El REGRESO A LA CAVERNA representa la obligación de salvar a los prisioneros de la caverna por aquellos que habiendo sido liberados, y tras haber pasado su proceso de acostumbramiento-educación al mundo de arriba ahora conocen la verdadera realidad, han llegado a ser sabios y filósofos. Este regreso representa el segundo aspecto de la dialéctica: su fase descendente. La memoria recuerda su anterior vida en la caverna y esto hace que el que está libre recuerde y se compadezca de la miseria de sus antiguos compañeros, y de la ignorancia de la verdad en la que viven, sólo concibiendo opiniones siempre discutibles.
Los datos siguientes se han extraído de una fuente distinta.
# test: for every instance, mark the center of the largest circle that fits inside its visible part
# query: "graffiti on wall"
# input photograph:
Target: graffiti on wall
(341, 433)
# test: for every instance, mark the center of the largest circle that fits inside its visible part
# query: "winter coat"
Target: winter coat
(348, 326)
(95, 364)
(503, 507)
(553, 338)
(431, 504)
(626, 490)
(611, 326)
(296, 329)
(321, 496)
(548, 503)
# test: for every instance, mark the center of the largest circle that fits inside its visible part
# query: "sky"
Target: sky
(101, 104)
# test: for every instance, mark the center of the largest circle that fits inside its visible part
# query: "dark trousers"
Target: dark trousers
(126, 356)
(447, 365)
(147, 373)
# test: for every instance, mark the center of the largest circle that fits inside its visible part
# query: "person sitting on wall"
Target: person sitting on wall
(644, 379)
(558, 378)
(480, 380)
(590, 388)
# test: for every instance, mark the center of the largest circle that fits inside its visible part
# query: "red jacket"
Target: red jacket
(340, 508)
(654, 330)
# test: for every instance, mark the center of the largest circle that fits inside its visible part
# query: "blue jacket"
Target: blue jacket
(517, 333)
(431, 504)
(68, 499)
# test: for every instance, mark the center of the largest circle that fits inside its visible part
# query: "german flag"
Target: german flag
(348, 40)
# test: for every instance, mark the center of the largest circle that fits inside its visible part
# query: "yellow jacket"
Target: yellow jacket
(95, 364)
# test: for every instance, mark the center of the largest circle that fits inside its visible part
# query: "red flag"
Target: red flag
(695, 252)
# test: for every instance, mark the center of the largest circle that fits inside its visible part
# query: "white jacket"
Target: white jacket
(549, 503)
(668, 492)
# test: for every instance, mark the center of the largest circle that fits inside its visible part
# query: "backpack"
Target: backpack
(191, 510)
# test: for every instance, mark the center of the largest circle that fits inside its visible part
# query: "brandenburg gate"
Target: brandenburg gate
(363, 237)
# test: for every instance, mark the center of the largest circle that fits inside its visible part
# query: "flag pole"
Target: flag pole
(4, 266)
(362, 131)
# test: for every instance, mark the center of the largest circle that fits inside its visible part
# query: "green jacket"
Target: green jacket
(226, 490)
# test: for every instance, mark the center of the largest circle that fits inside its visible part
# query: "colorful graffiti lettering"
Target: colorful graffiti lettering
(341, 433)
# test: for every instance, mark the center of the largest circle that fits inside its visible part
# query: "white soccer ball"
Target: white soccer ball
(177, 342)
Los prisioneros no pueden liberarse por sí mismos, necesitan la ayuda del maestro que les prepara para la liberación, y por ello el filósofo es también político y gobernante; nunca debe perder el interés por el interior de la caverna y ha de regresar, para dar razón de todos los mundos, ha de ayudar a los que allí quedaron (educación), y ello lo hace por amor al bien y a la verdad. Preparar a los demás a salir de la ignorancia, y prevenir de los errores que podrían provocar volver a caer en la caverna es la tarea del que ha sido liberado, del filósofo.
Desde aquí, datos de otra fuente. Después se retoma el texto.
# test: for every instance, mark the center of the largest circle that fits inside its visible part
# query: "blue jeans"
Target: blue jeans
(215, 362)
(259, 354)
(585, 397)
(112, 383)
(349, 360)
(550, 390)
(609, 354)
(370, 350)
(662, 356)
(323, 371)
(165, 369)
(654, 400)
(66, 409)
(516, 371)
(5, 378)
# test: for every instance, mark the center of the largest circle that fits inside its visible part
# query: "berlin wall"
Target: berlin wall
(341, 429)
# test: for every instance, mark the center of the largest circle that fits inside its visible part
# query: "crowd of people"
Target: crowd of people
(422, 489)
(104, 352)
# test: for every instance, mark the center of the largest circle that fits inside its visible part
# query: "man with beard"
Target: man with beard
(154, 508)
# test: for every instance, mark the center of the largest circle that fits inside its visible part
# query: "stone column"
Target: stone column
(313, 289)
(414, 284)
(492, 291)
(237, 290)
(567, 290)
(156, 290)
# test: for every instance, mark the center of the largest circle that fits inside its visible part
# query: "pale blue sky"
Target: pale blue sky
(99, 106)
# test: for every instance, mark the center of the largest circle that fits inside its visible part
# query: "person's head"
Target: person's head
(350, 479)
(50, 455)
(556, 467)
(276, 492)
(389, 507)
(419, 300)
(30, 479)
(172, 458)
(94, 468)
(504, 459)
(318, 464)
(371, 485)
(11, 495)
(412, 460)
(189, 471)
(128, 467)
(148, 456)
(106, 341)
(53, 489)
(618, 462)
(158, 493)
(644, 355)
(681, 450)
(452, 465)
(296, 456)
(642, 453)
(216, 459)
Hay una interpretación política del regreso a la caverna que expresa la imposibilidad en el mundo griego de concebir la felicidad de un modo individual, un griego lo es para su ciudad y sus ciudadanos. Al igual que Sócrates prefiere la muerte a vivir en el exilio fuera de Atenas, al igual se salva con su ciudad o perece; no hay un sentido individual de la existencia, sino colectivo, esto es, político. La polis, supera al individuo en importancia y valor, pero para tener una polis justa y buena hemos de construir personas que dirijan sus vidas hacia la justicia y el bien. Los hombres más idóneos para establecer la justicia y el bien serán aquellos que por su dedicación hayan llegado al estado de conocimiento más elevado, conocen la justicia y el bien y saben establecer un orden justo y bueno en la ciudad. Es por esto, que de un modo inevitable, el filósofo-sabio se ve obligado a una función política, debe gobernar, mal que le cueste, y esta es la función más importante que un griego puede desempeñar en la vida.
LAS TINIEBLAS. La contraposición que realiza el mito de la caverna entre las tinieblas y la luz exterior es la contraposición epistemológica entre la opinión de los sentidos y la verdad del conocimiento racional. A su vez, responde también a la contraposición pedagógica entre la ignorancia (tinieblas) y la educación o sabiduría (luz). El texto de la caverna, expresa además una terrible paradoja cuando narra los peligros que ha de correr aquel que quiere liberar a los prisioneros. En primer lugar y tras volver a la caverna, el sabio dará muestras de torpeza, pues cegado por la falta de luz y vuelto a las tinieblas no será capaz de distinguir ninguno de los objetos, que los que allí habitan, acostumbrados a las sombras, distinguen. Dirán de él que ha vuelto ciego, extraviado y torpe, y que por ello nada merece el salir de la caverna, dará lugar a risas y a mofas, lo tomarán por loco. Y cuando el considerado loco pretenda desatarlos, lo matarían si pudieran. Otra muestra más del conocimiento de Platón respecto de las miserias de la naturaleza humana es que Platón liga la injusticia y la violencia a la ignorancia; en la oscuridad ningún bien prevalece.
Un suceso en la vida de Platón marca esta consideración: los demócratas, representantes del pueblo, dieron muerte al hombre más bueno y justo de su tiempo, tal fue su maestro Sócrates, que negó su defensa ante el tribunal que le acusaba consciente de la imposibilidad de que aquellos que no conocen el bien ni la justicia, pudiesen entender las palabras de un hombre iluminado y conocedor de tales cosas. Pensemos en la cantidad de salvadores, sabios y hombres santos asesinados en las manos de aquellos mismos que pretendían liberar. El pueblo y el sabio-gobernante están condenados a no entenderse, de ahí la necesidad que todos los individuos de la ciudad sean educados convenientemente desde la infancia, en la virtud que a cada cual se corresponde. No otra va a ser la misión del filósofo convertido en gobernante.